Many extracellular cleavage events are accompanied by a downstream cleavage event that occurs within or just beyond the TMD which releases a fragment internally. This process, called regulated intramembrane proteolysis (RIPS) seems to follow the upstream cleavage event [14], [15], [16]. The internally released fragments may traffic to the nucleus or other intracellular organelles and be involved in transcription or in cellular signaling or be a mechanism to stimulate target protein release, terminate protein function or to effect its degradation.
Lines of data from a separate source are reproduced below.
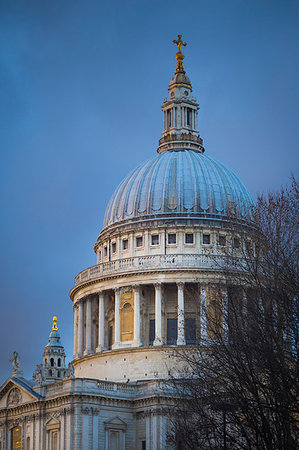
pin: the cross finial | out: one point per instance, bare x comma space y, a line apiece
179, 42
54, 327
179, 55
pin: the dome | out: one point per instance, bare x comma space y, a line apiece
182, 183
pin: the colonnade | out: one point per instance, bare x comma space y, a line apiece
83, 320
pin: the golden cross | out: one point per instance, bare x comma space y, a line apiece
179, 42
54, 327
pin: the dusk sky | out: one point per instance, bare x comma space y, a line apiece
82, 84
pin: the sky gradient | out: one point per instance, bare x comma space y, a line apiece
82, 85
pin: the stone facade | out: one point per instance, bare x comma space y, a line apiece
161, 259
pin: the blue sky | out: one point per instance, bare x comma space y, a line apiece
82, 84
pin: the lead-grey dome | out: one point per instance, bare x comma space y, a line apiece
182, 183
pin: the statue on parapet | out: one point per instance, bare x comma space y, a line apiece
16, 365
39, 374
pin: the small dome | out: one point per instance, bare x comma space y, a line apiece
182, 183
180, 78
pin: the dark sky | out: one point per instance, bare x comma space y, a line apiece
82, 83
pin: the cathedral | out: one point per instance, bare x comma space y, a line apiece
158, 265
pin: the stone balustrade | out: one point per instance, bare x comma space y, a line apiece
137, 263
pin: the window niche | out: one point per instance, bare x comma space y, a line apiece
189, 238
155, 239
171, 238
115, 430
206, 239
139, 241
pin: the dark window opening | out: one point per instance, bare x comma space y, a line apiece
188, 117
139, 241
236, 243
155, 239
152, 332
190, 331
189, 238
206, 239
171, 238
222, 241
110, 337
172, 331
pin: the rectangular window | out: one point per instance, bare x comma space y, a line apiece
139, 240
171, 238
190, 331
222, 241
152, 332
206, 239
155, 239
189, 238
236, 243
188, 116
172, 331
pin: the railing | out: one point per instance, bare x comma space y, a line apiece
180, 137
137, 263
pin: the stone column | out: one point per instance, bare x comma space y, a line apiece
181, 314
88, 327
203, 313
225, 314
158, 314
80, 328
75, 331
137, 341
101, 329
117, 319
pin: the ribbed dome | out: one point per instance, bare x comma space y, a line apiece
178, 183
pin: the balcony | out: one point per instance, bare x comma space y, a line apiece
158, 262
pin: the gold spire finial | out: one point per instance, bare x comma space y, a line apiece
54, 326
179, 55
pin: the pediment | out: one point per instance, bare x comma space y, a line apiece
53, 424
15, 393
115, 423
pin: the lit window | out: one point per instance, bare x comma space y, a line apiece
206, 239
139, 241
155, 239
171, 238
236, 243
222, 241
189, 238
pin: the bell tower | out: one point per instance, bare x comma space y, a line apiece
180, 131
54, 368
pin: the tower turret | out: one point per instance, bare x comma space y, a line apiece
180, 131
54, 356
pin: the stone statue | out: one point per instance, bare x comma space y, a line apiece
39, 374
16, 365
70, 371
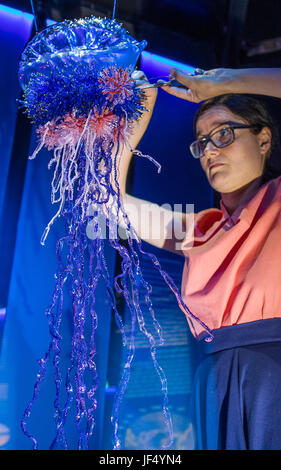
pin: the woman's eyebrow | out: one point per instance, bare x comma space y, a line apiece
216, 124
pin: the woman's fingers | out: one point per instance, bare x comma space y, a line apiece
183, 93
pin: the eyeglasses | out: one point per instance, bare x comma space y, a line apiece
221, 138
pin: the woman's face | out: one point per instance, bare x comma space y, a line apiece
230, 168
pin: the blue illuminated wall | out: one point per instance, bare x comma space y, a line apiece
26, 331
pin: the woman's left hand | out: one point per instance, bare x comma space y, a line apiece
200, 87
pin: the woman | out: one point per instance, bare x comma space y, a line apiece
232, 271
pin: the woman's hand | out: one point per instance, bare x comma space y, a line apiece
200, 87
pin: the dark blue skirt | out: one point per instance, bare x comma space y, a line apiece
236, 400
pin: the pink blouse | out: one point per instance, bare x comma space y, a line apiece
232, 270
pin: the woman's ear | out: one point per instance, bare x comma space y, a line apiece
264, 139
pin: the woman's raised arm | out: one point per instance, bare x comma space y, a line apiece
196, 88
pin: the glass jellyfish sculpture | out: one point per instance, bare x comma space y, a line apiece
78, 92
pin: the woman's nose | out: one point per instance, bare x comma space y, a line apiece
210, 148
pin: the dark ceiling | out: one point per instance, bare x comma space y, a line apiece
203, 33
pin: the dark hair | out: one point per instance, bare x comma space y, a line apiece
255, 112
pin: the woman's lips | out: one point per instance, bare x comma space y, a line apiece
214, 165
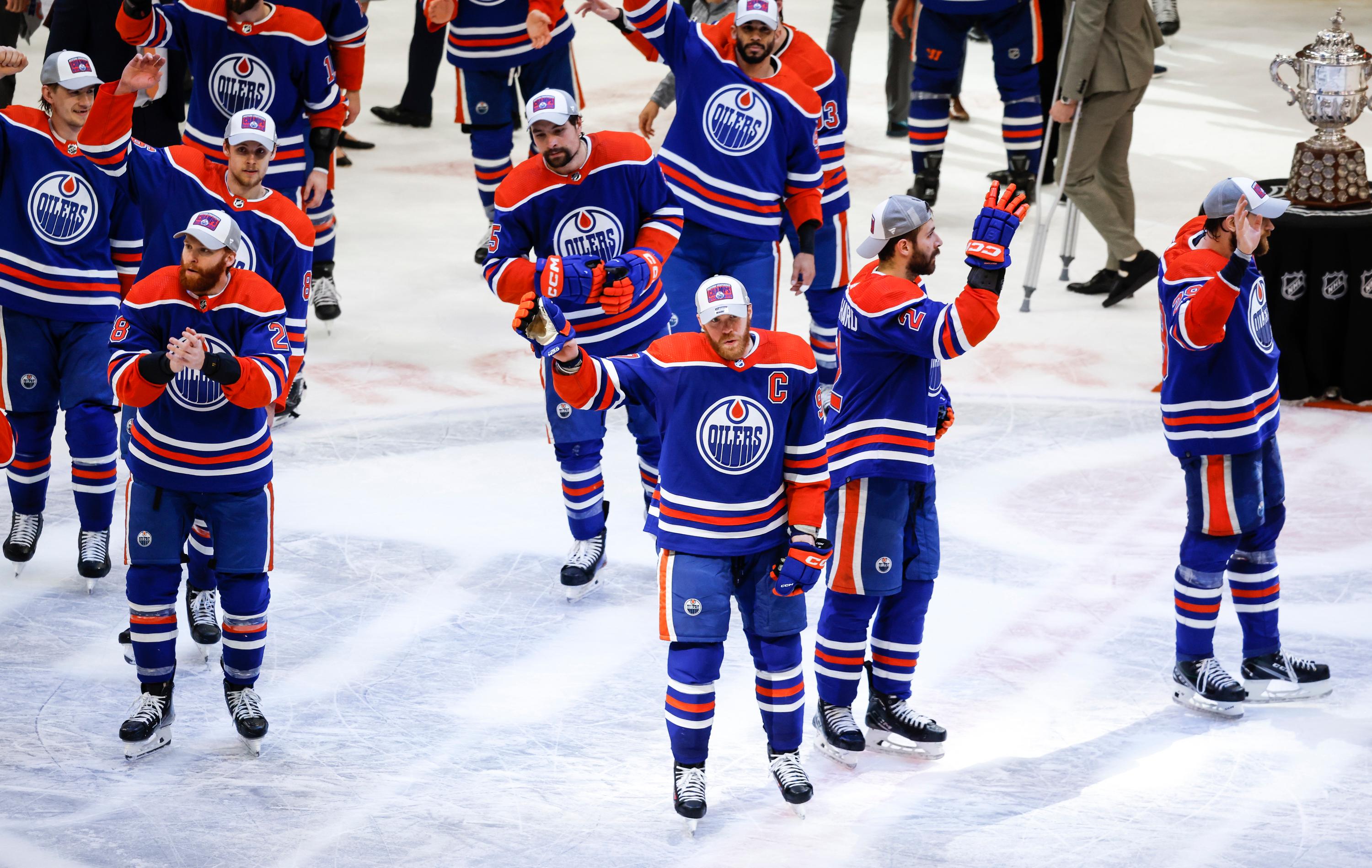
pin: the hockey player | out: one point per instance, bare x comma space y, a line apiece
201, 350
72, 242
736, 513
887, 411
750, 157
276, 241
1220, 415
252, 54
574, 206
496, 46
940, 47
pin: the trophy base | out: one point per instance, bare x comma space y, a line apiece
1329, 175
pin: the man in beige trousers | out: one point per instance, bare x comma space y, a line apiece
1108, 68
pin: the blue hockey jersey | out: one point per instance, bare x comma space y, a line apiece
892, 343
616, 204
280, 65
195, 434
1219, 360
70, 235
741, 149
743, 442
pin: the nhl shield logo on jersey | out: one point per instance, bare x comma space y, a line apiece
242, 81
62, 208
589, 232
734, 435
737, 120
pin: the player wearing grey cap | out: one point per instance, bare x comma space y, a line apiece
1220, 415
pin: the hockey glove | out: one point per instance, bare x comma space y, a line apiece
542, 326
573, 279
995, 227
800, 568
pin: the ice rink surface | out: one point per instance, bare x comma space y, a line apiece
434, 701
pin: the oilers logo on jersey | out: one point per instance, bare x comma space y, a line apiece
734, 435
242, 81
737, 120
589, 232
62, 208
193, 390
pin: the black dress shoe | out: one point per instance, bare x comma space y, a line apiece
1142, 271
398, 114
1101, 283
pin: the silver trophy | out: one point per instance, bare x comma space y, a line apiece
1329, 171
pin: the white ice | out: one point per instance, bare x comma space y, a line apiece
435, 701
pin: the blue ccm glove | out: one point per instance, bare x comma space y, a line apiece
995, 227
542, 326
800, 567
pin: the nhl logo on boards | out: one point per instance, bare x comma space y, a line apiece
242, 81
737, 120
734, 435
62, 208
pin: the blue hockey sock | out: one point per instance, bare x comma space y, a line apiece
692, 671
780, 680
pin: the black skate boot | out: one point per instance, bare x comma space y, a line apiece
840, 738
204, 619
94, 556
1279, 678
927, 182
791, 778
1204, 685
892, 727
324, 293
150, 722
249, 720
689, 793
584, 561
24, 539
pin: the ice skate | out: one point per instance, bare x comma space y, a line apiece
204, 617
249, 720
1282, 678
689, 793
24, 539
150, 722
94, 556
837, 734
894, 727
584, 563
1204, 686
791, 778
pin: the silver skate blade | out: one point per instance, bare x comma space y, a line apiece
1276, 690
892, 744
1191, 700
160, 739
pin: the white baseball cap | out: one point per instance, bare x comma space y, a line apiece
551, 105
892, 219
721, 297
70, 69
1224, 198
766, 11
214, 230
252, 125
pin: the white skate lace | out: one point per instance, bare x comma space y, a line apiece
202, 608
788, 771
94, 546
24, 530
691, 783
245, 704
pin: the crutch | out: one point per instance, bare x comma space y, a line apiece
1069, 239
1046, 212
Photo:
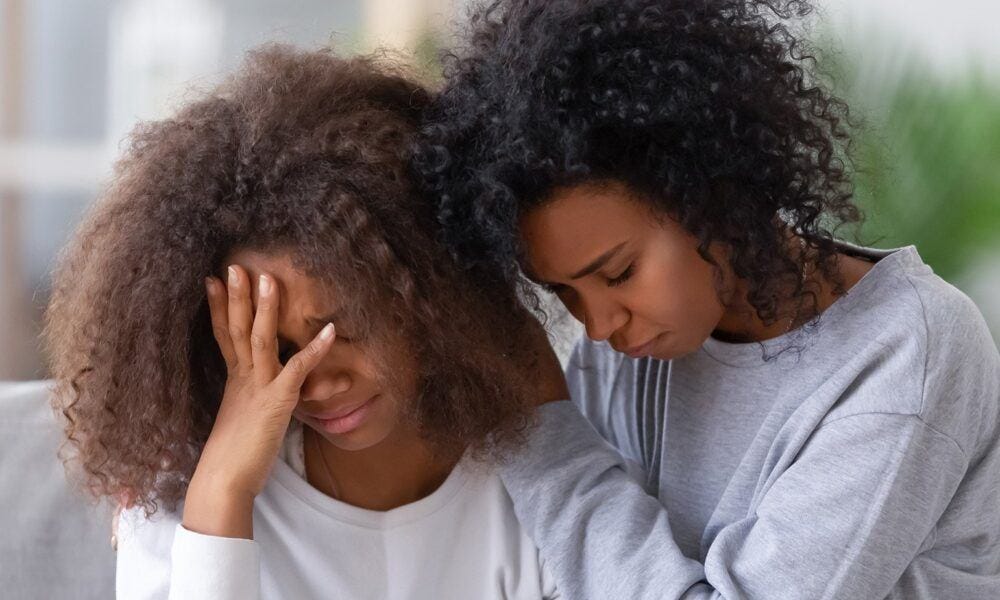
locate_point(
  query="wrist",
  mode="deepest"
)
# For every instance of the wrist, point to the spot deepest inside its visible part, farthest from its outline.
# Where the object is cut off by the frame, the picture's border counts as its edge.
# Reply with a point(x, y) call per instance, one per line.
point(219, 508)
The enzymes that catalyze RIPS are called intramembrane-cleaving proteases (iCLIPS) and generally belong to one of three enzyme families. These are the aspartyl proteases like γ-secretase, the zinc metalloproteinase site-2 proteinase and serine proteases of the rhomboid family [16], [17], [18].

In this manuscript, we further explore the cleavage of FLT1. We identify the site of ectodomain cleavage and demonstrate a second cleavage event that releases a cytosolic fragment. Remarkably, the downstream cleavage event can occur without the preceding upstream cleavage challenging the dogma that ectodomain cleavage is a prerequisite for the intracellular cleavage. This downstream cleavage does not appear to be γ-secretase dependent. We also show that cleavage resistant FLT1 mutants demonstrates lower p44/42 MAP kinase activation compared to wild type FLT1 suggesting that cleavage regulates receptor activation and signaling.